There are a lot of unanswered questions, here on the forum, about almost every aspect related to the LR and its management in fastai.
Let’s start talking about the 1-cycle scheduler, which appears to be the most effective scheduling policy when it comes to LR management.
As Sylvain Gugger explains in his epic summary of Smith’s papers, one should do a few epochs at the end of the cycle, allowing the LR to go well below the minimum (which, by default, is 1/25 of the maximum in fastai), for the last few epochs. This allows us to go deeper in the minimum we got ourselves into.
AFAIK (and after a quick search) no one ever asked how to set this.
But then I noticed there is a promising final_div
argument for the OneCycleScheduler callback.
And indeed it seems it should do the trick.
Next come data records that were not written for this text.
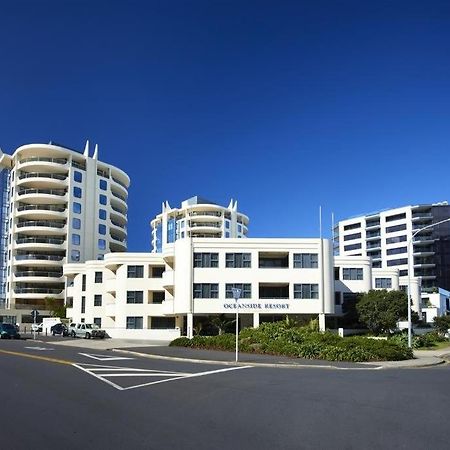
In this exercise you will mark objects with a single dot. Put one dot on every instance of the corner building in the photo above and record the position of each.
(64, 206)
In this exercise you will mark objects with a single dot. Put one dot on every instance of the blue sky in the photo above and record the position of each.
(283, 105)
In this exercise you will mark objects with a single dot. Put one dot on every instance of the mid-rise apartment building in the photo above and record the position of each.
(385, 235)
(197, 217)
(161, 295)
(63, 206)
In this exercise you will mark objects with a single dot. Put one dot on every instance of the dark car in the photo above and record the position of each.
(59, 328)
(8, 331)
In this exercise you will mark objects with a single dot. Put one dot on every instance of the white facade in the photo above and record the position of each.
(384, 237)
(193, 278)
(64, 207)
(197, 217)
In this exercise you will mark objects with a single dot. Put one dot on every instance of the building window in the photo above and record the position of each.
(135, 323)
(396, 251)
(135, 272)
(352, 226)
(163, 323)
(307, 291)
(78, 176)
(396, 217)
(306, 261)
(158, 297)
(206, 290)
(396, 228)
(135, 297)
(156, 271)
(206, 260)
(238, 260)
(383, 283)
(76, 223)
(246, 290)
(352, 273)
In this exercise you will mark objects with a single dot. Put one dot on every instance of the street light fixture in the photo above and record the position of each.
(236, 296)
(410, 270)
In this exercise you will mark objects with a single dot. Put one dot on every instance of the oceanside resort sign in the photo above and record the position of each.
(256, 306)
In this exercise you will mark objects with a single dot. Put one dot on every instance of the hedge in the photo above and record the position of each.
(302, 342)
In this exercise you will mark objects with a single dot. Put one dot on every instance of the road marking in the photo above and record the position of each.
(42, 358)
(98, 371)
(104, 357)
(39, 348)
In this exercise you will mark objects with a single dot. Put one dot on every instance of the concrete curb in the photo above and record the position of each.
(409, 364)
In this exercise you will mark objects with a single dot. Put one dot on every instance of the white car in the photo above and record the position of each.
(36, 327)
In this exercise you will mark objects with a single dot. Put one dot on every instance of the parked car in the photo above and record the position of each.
(36, 327)
(86, 330)
(59, 328)
(8, 331)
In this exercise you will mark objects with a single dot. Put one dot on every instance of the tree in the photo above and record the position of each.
(442, 324)
(381, 310)
(55, 306)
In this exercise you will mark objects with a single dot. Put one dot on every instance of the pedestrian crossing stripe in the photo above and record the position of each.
(104, 373)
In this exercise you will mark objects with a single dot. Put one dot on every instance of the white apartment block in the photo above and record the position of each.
(160, 295)
(384, 236)
(197, 217)
(64, 206)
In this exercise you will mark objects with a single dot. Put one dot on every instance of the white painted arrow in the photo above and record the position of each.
(104, 357)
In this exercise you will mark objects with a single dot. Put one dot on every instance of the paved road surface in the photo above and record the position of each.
(56, 397)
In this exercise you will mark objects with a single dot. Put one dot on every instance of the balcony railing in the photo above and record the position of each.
(54, 176)
(41, 208)
(39, 240)
(60, 192)
(41, 223)
(38, 273)
(39, 257)
(43, 159)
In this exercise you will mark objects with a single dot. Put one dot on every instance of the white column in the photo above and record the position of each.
(190, 325)
(321, 322)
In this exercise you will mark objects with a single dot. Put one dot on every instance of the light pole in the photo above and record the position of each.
(410, 270)
(236, 295)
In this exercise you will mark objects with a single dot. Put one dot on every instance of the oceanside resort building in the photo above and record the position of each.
(190, 277)
(58, 206)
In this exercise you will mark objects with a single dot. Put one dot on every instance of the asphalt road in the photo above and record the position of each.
(56, 397)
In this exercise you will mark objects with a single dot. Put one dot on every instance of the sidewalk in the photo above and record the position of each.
(423, 358)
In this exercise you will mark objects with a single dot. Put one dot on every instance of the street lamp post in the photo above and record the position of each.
(236, 296)
(410, 269)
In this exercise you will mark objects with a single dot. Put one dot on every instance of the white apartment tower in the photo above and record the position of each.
(384, 236)
(64, 206)
(197, 217)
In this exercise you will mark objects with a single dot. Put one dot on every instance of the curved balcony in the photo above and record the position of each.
(40, 242)
(41, 180)
(40, 211)
(42, 163)
(39, 196)
(39, 276)
(37, 227)
(37, 259)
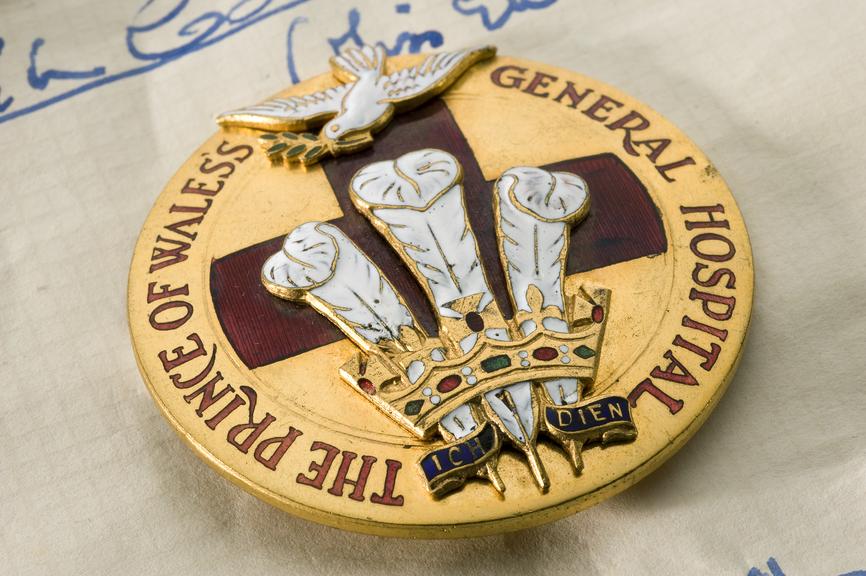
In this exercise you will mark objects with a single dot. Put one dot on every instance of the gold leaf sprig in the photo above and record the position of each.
(305, 148)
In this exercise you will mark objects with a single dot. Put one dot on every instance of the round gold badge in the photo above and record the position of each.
(440, 296)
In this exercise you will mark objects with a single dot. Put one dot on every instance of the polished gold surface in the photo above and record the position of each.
(315, 410)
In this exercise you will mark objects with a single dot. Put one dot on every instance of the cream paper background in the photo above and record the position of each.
(94, 481)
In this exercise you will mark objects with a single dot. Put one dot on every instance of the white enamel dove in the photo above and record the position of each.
(353, 111)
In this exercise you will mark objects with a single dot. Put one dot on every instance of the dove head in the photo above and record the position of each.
(342, 133)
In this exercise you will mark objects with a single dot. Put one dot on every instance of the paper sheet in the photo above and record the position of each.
(100, 102)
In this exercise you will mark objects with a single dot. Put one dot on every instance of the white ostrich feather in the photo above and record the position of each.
(318, 260)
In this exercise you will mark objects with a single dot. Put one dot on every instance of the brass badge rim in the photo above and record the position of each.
(347, 517)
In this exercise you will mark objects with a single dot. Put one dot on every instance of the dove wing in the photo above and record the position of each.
(414, 85)
(294, 113)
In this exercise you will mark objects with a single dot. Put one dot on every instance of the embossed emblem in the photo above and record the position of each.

But then, if you call learn.recorder.plot_lr()
you can observe that the final epochs are performed with a LR well below the minimum even if you leave final_div
to its default None
. As a matter of fact, I noticed that the plot is the same no matter how you set final_div
Another interesting thing would be to set the length of these final epochs.
Question 1a: How can I set the LR for the final part?
Question 1b: How I can set the length of the final part?
Let’s talk a bit about pct_start
. Smith suggests to spend more or less the same number of epochs both for the ascending and the descending part of the cycle. Still, we have a default of 0.3 for pct_start
.
Question 2: Why did you choose to do fewer epochs for the ascending part? Furthermore, can you mention some cases when it would be advisable to do the contrary? E.g. here and there over the notebooks you do 0.1
or 0.9
, but I was unable to catch a pattern of usage.
Now, regarding the other stuff. We can pass a slice to fit_one_cycle()
, or we can pass max_lr=X
, or we can even pass max_lr=slice(X,Y)
.
As far as I understand, there is no point in passing a slice unless we are working upon an unfrozen model. That is, slice(X,Y)
sets the maximum LR to X for the early group, Y for the last group, and something in the middle for the central group (is this correct?).
max_lr
, on the other hand, makes me scratch my head. The maximum LR should be the value we pass directly to fit_one_cycle()
. That is, a call to fit_one_cycle(10, 1e-3) should be exactly the same as
fit_one_cycle(10, max_lr=1e-3). So max_lr seems to be completely pointless.
Question 3: how does one make use of max_lr
?
Last but not least: how to construe a plot like this:
Such a monstrosity comes from lesson 3 (segmentation).
As you may see, we don’t have any segment of negative slope (apart from a slight hint of it around 1e-5). Here is what Jeremy did:
lrs = slice(1e-5,lr/5)
lr
here was 1e-2
. So, surprisingly enough, he is selecting 2e-3
as his maximum LR, and you can clearly see that at that point the loss is already starting to badly blow up.
That’s all. Thanks!